Benton businessman Bill Morgan, a retired Air Force brigadier general, gave the small group assembled a brief genealogy of ancestors to the deceased, noting that he is related to the Brandon family on his mother’s side.

Earlier in private he had explained, “My grandmother’s father, John Bearden, was the one that deeded 50 acres of land for the county seat,” he said. A plaque at the Plaza describes how Bearden’s gift was used when Marshall County “was carved out of Calloway County” in 1842.

A childhood relationship of Morgan’s to the actual site was disclosed when during his remarks at the ceremony he pointed to the intersection of 12th Street and Elm, smiled, and said, “I used to play in that corner over there.”

While the construction of the center’s parking lot was halted when the remains were discovered, Morgan was gracious when he spoke of recent events.

“I’m sorry for the delay,” he said, but he appreciated the way the community handled the situation. City officials hired archaeologist Dr. Kenneth Carstens of Murray State University in early September to direct the investigation.
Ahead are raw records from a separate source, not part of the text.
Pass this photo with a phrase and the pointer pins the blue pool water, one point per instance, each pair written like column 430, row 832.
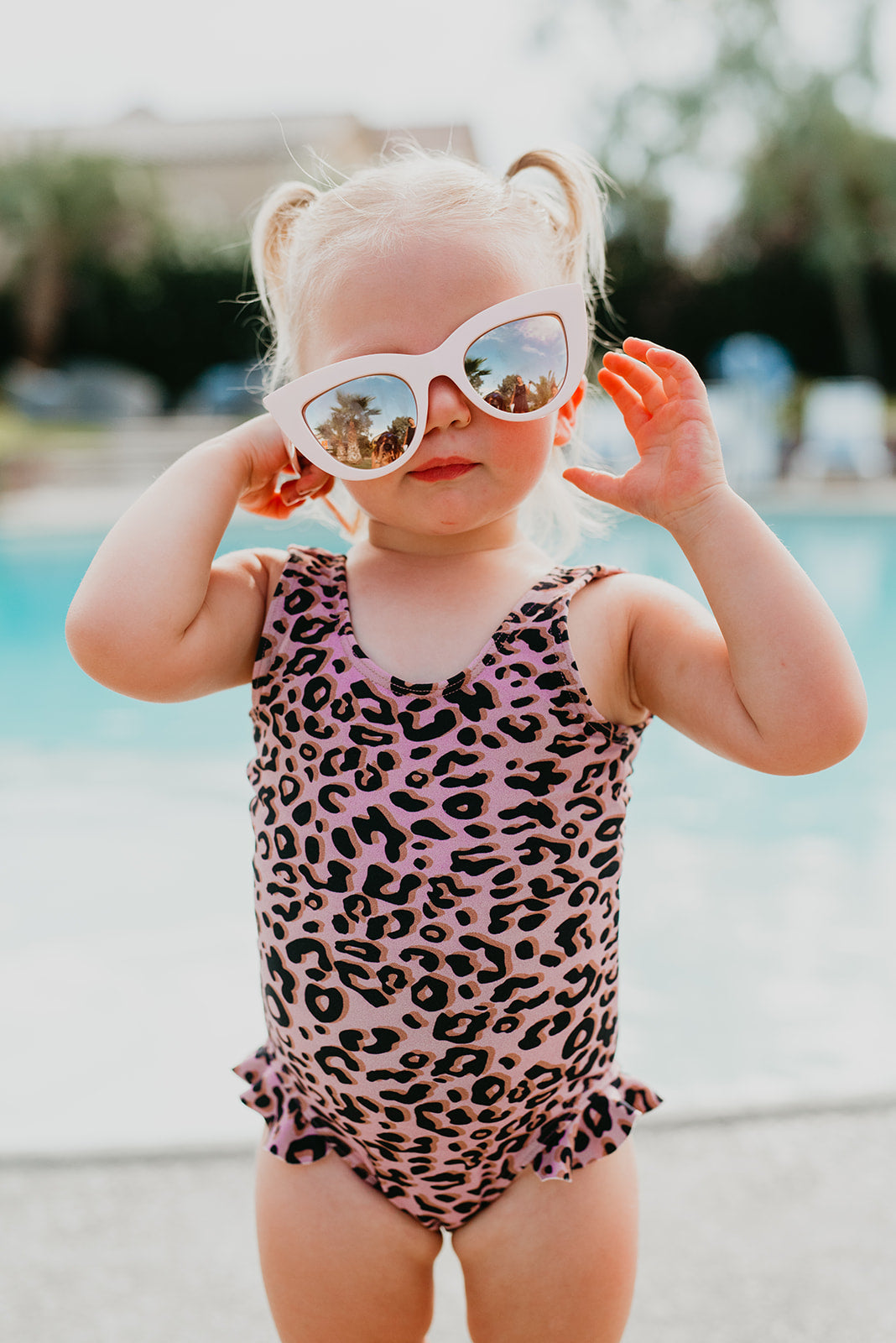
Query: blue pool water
column 758, row 928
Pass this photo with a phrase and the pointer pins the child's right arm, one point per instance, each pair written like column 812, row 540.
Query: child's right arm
column 156, row 615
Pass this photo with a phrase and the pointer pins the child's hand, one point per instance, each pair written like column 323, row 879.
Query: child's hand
column 667, row 413
column 267, row 460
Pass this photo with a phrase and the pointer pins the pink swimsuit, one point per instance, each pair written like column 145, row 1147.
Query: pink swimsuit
column 436, row 895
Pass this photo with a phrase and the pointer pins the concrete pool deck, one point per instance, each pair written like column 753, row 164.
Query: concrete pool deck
column 777, row 1228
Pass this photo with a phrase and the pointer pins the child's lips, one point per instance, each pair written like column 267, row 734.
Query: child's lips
column 445, row 469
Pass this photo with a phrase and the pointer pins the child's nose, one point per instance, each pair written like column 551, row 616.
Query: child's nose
column 448, row 407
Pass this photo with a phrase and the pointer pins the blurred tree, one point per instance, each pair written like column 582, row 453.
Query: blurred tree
column 56, row 212
column 824, row 188
column 732, row 89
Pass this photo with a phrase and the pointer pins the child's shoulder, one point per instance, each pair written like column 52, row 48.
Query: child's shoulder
column 607, row 619
column 275, row 566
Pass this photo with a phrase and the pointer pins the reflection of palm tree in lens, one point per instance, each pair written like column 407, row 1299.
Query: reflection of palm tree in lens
column 351, row 409
column 521, row 396
column 544, row 391
column 475, row 373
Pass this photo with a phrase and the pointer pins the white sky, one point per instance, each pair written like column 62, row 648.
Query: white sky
column 392, row 62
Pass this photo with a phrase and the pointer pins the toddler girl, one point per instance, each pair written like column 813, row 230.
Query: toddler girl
column 445, row 724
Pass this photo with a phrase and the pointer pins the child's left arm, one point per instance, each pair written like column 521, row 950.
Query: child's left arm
column 772, row 682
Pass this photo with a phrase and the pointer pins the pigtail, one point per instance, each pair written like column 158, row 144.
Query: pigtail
column 271, row 235
column 577, row 217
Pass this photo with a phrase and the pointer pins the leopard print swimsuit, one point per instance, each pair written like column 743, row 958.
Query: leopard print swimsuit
column 436, row 896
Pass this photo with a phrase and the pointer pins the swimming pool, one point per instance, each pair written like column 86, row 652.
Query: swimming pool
column 758, row 926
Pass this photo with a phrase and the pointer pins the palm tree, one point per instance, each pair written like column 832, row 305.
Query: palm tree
column 475, row 373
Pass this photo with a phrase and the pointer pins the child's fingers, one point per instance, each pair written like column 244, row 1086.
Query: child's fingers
column 644, row 380
column 598, row 485
column 627, row 400
column 675, row 369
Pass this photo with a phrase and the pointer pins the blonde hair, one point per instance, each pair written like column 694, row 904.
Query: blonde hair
column 549, row 207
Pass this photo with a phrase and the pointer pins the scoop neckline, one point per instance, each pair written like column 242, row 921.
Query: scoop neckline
column 353, row 651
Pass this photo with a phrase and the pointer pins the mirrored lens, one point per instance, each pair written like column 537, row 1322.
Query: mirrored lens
column 367, row 422
column 519, row 367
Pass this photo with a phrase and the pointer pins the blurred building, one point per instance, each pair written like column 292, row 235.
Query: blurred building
column 212, row 174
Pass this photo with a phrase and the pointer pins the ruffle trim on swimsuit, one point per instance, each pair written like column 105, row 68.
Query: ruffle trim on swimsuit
column 595, row 1126
column 602, row 1121
column 294, row 1132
“The sensitivity to the situation has been so apparent,” Morgan said. “Everyone has done an outstanding job.”

Also present at the ceremony were Patty Oakley, president of the Marshall County Arts Commission; Ann Riley, president-elect for 2015; and George Milam, on the commission’s board. Oakley said she could not give a date for when the construction will be finished.

“We’re still working on the inside,” she said. “We hope by the end of the year.”